—¡Nera, Nera! — llamó Galakhov—. Ven a darnos una mano. Vamos a cantar "El canto de los corresponsales del frente".
Cuando sus dientes parejos y blancos brillaban, en su cara morena, desaparecía la apariencia fláccida de sus mejillas.
Dinera se apresuró a unirse a ellos.
—¡Claro que sí, amigos! — dijo asintiendo con la cabeza—. ¡Yo también soy una veterana del frente!
Apagaron el tocadiscos y los tres se pusieron a cantar, poniendo mucha sinceridad para llenar el vacío que dejaba su calidad musical:
Todos se reunían a escuchar. Los jóvenes miraban con curiosidad al hombre famoso con quien uno no se encontraba todos los días.
Desde que habían empezado a cantar, Shchagov, aunque permanecía con la sonrisa en los labios, se había enfriado por dentro. Un sentimiento de culpabilidad le invadió a causa de su inopinado entusiasmo, culpabilidad frente a aquellos que no estaban aquí, aquellos que en el 41 tragaban el agua del Dniéper, que en el cuarenta y dos se alimentaban royendo hojas de pino, en la selva de Novgorod.
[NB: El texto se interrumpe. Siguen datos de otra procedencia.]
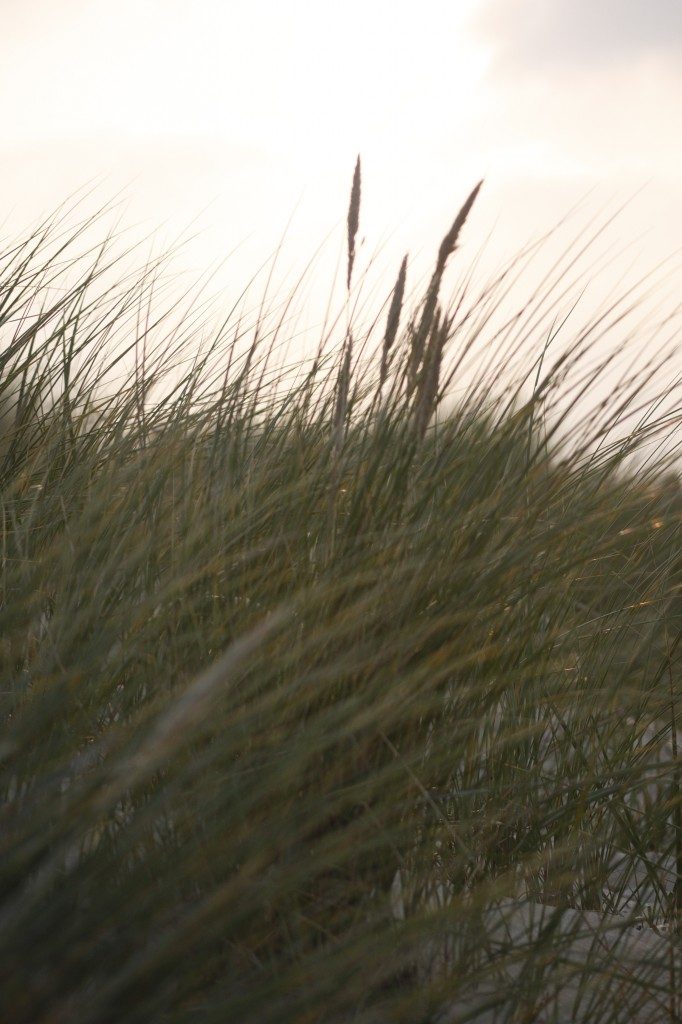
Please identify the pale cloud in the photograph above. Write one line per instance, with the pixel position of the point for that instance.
(557, 34)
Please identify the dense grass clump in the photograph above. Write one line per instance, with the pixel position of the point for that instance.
(326, 698)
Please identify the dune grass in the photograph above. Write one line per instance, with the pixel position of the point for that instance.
(309, 679)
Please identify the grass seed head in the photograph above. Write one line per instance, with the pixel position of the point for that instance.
(353, 219)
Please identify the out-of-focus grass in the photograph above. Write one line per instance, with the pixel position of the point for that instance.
(302, 679)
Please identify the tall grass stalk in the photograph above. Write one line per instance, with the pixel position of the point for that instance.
(414, 760)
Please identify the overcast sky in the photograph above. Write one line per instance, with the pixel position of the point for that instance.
(259, 108)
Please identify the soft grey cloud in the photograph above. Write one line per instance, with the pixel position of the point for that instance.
(590, 33)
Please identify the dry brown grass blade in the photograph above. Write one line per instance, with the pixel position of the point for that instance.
(421, 334)
(393, 321)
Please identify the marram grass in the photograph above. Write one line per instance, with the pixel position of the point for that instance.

Alexei Lansky era un tipo divertido y Nikolai Galakhov era un escritor de renombre, pero, por lo visto, conocían poco aquel frente que habían convertido en algo sagrado. Aun los corresponsales más atrevidos, aquellos que se habían arrastrado hasta los quintos infiernos (que ciertamente no eran la mayoría), eran tan distintos del grueso de la tropa, como un conde que ara la tierra es distinto de un campesino labrador. Los corresponsales no estaban sujetos a la disciplina militar, ni a las órdenes y reglamentos castrenses. Nadie les podía recriminar una conducta que se castigaba como traición en un soldado: ceder al pánico, huir del campo de batalla; en una palabra, salvar sus vidas. De aquí el abismo existente entre la psicología del soldado raso cuyas botas se aferraban al suelo sin importar lo avanzado de su puesto, que, sin tener donde guarecerse, lo más probable era que en cualquier momento dejara su vida en el campo de batalla, y el corresponsal que, con sólo desplegar sus alitas podía estar dos días después en su departamento de Moscú.
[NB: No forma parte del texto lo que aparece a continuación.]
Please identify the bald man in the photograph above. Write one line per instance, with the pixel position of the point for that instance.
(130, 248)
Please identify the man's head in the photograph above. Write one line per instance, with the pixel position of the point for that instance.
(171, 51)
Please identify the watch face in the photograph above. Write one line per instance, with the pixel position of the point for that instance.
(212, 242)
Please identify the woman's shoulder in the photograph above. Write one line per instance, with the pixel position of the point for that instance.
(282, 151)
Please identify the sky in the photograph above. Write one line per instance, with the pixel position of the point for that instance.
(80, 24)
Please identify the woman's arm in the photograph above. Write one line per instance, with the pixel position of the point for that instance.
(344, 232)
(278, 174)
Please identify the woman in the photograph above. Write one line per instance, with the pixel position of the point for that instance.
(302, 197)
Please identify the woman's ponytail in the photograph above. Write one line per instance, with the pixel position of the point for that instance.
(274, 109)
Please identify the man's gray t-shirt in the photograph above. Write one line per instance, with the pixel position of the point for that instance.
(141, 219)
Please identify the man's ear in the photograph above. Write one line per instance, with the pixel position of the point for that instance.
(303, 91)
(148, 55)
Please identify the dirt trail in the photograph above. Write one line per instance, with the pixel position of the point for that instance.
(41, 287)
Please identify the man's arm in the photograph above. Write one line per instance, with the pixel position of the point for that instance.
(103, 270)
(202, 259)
Eso de haber entrado primero en la ciudad, era eco de ciertas anécdotas que corrían sobre unos periodistas que, al leer mal su posición en un mapa, se metieron en la tierra de nadie por un camino en buen estado —un Emka no podía haberlo hecho en otro tipo de camino— y fueron a dar a una ciudad no ocupada, sólo para virar en redondo y volver tan rápido como les fue posible en cuanto comprendieron su error.
Mientras jugueteaba distraídamente con la mano de su esposa, Innokenty escuchaba. El también tenía ideas propias sobre el significado del canto. No tenía experiencia de la guerra, pero conocía a la perfección cuál era la situación del reportero. No tenía nada que ver con el desdichado reportero del cual contaban los padecimientos, un corresponsal cuya vida era poco valiosa, que podía perder su puesto si tardaba en comunicar los hechos sensacionales. En verdad, lo único que debía hacer el corresponsal era mostrar sus credenciales de prensa, y se lo recibía como a un dignatario importante, frente a quien se trata de ocultar las deficiencias y aumentar los méritos de la organización. Dondequiera que hiciera su aparición se lo trataba casi con la misma deferencia como si tuviera el derecho de impartir órdenes. Y el éxito de un corresponsal no dependía de la rapidez y precisión de sus notas, sino de que presentara los hechos correctamente interpretados, según las directivas oficiales. Observando la línea prescripta, el corresponsal, evidentemente, no tenía por qué correr hacia el peligro, ya que los hechos se pueden interpretar con la misma habilidad en la retaguardia, generalmente considerada como una zona más segura y confortable.